1987–1990 Études de la langue Inuit à l’INALCO,ethnologie avec Jean Malaurie au Centre d’Études d’Arctiques et cinéma direct avec Jean Rouch.
1991 — Maîtrise de nouvelle muséologie à l’université du Québec à Montréal (UQAM)
1992 — Retour dans le Jura. Création de l’Agence ARTHIS — Mise en valeur des savoir-faire de la Montagne jurassienne avec les acteurs locaux du monde économique (pipe, bouton, tournage sur bois , émail etc..) de l’éducation (lycée des arts du bois de Moirans-en-Montagne), des métiers d’arts au niveau international et de la culture ( musée d’archéologie de Lons-le-Saunier — association Arts tournage et culture lavans-les-Saint-Claude)
1997 — ARTHIS est sélectionné par le Conseil général du Jura pour réaliser la muséographie d e l’Aire du Jura
2000 Création de la SARL ARTHIS / Juste Comme avec 4 artistes plasticiens et musiciens. Dissolution en décembre 2005
2001 — Création de l’association SAUTE-FRONTIERE pour porter le projet transfrontalier des Pérégrinations poétiques dans les Montagnes du Jura dans le cadre d’un programme Interreg qui perdurera jusqu’en 2019.

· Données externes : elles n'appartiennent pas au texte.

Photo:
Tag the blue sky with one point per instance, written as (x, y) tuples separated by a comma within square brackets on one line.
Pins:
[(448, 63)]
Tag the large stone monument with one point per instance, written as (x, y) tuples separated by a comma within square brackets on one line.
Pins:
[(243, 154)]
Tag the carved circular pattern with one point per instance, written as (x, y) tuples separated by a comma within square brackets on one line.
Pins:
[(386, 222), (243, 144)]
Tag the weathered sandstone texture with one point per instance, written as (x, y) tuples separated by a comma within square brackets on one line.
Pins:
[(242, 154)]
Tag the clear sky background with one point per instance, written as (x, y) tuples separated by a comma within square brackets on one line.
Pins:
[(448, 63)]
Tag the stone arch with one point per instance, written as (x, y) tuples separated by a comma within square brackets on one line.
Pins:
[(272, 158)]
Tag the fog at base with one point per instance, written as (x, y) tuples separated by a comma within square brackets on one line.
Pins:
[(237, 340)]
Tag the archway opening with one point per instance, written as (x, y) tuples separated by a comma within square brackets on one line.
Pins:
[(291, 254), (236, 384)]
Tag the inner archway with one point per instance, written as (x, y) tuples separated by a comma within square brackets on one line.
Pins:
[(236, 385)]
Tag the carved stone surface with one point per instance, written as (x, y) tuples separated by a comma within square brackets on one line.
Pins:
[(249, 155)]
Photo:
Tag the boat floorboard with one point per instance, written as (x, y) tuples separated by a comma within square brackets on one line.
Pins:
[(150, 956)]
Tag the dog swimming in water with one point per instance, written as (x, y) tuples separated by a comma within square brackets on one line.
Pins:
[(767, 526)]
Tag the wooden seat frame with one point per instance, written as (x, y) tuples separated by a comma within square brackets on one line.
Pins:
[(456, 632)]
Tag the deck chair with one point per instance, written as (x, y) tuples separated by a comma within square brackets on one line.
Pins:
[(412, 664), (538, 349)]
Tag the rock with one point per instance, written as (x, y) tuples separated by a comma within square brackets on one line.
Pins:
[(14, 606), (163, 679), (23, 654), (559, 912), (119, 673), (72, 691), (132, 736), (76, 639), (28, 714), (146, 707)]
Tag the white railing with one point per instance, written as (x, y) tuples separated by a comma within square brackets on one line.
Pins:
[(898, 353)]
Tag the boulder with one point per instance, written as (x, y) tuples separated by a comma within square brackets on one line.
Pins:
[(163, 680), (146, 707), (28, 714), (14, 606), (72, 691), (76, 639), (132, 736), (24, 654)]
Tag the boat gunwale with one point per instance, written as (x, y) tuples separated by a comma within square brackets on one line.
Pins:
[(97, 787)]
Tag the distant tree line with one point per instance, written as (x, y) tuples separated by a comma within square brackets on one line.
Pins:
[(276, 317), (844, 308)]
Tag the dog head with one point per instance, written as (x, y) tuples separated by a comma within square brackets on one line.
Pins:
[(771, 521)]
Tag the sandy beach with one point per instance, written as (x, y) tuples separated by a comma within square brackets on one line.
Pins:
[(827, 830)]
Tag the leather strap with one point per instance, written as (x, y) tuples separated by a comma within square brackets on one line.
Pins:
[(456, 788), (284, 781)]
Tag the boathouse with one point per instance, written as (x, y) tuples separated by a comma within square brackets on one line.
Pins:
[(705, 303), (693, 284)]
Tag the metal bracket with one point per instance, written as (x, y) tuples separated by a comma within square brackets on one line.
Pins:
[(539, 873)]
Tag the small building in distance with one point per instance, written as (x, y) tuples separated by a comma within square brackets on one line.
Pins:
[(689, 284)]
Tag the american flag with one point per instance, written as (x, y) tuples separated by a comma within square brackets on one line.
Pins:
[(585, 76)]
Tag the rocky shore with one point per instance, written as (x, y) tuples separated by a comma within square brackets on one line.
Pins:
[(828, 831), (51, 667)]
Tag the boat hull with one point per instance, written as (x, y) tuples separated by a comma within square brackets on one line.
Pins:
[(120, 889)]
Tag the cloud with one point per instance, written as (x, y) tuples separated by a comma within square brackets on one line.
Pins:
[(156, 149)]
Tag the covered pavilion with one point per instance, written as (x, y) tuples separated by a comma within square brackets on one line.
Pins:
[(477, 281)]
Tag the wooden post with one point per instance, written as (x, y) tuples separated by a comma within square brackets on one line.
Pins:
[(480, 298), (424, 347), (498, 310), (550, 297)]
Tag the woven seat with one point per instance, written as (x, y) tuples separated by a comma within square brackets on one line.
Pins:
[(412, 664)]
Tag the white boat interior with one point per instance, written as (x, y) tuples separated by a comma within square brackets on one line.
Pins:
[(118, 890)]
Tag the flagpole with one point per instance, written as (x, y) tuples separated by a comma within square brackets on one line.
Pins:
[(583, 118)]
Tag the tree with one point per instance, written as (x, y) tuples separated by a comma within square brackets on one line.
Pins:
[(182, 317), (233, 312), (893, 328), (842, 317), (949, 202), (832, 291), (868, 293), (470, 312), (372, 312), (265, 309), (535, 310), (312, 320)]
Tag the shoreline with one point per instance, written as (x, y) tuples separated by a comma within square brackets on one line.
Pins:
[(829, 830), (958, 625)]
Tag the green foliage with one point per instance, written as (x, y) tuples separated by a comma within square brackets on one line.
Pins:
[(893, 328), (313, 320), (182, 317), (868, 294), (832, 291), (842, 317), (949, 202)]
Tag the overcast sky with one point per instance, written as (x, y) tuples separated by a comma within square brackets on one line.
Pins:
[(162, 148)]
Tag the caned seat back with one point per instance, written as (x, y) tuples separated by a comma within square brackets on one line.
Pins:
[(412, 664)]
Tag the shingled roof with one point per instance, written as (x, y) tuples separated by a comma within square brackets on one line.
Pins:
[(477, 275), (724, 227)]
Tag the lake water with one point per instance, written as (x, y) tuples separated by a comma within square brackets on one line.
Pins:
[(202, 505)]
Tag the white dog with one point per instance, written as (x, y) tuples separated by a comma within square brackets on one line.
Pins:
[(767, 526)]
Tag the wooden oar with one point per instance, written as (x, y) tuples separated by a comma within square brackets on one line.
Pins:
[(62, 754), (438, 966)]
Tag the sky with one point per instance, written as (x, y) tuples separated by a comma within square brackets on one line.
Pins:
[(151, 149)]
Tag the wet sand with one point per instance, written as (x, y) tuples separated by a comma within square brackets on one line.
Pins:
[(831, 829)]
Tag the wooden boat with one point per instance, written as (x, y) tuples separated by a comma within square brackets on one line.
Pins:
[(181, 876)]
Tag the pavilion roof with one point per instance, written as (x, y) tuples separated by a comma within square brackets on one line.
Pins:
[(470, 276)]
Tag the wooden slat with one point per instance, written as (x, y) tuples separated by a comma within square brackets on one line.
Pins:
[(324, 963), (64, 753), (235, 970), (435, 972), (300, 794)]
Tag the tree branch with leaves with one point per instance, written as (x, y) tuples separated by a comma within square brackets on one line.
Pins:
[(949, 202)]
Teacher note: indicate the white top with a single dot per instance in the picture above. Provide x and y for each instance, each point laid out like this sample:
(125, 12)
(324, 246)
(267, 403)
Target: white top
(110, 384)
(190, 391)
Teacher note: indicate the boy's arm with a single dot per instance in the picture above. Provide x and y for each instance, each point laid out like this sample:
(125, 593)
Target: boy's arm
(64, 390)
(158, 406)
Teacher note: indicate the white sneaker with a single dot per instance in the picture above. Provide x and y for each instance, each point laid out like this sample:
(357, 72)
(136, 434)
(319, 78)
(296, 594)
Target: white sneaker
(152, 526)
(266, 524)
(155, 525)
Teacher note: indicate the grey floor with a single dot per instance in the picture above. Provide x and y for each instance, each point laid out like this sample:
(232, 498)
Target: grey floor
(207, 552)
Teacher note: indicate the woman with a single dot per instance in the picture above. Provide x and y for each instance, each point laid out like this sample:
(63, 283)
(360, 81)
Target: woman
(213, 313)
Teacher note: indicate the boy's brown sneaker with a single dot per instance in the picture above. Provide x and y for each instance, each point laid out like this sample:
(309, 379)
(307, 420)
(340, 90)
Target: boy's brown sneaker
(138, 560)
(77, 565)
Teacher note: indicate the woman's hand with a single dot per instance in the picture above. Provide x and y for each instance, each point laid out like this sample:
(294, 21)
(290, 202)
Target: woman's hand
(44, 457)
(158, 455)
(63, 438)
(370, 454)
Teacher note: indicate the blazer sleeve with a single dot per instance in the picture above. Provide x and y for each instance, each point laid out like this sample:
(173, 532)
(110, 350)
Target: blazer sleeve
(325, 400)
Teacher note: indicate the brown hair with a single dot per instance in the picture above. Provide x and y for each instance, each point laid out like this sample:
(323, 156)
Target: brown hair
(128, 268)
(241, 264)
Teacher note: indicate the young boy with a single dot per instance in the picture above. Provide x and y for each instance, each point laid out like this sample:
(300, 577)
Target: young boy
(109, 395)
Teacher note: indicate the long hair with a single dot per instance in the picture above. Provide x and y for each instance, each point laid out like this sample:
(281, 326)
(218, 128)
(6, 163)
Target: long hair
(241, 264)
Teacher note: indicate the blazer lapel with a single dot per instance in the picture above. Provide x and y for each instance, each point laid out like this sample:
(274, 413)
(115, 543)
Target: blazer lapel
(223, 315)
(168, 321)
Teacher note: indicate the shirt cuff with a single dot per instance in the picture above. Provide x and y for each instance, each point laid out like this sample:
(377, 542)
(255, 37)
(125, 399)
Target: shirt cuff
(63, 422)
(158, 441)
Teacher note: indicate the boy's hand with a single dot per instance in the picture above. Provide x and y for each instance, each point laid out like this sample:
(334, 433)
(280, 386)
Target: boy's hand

2009 — Création à Cinquetral de la Maison de la Poésie Transjurassienne qui accueille le projet associatif de Saute-frontière
Janvier 2020 : Avec un nouveau statut de retraitée bénévole et activiste, développement de la bibliothèque associative de la Maison d ela poésie transjurassienne
Maintien des événements en lien avec la poésie, au sein même de la Maison de la Poésie Transjurassienne et avec des partenariats locaux réguliers.
EN JEU LA POÉSIE ! Rencontre-lecture, lecture-promenade, lecture-inédite, randonnée-lecture, apéro-poétique, lecture-performance, lecture-déambulation, lecture-concert, rituel-poétique autant de façons de dire, de lire, de découvrir ensemble et autrement les Montagnes du Jura. 2012.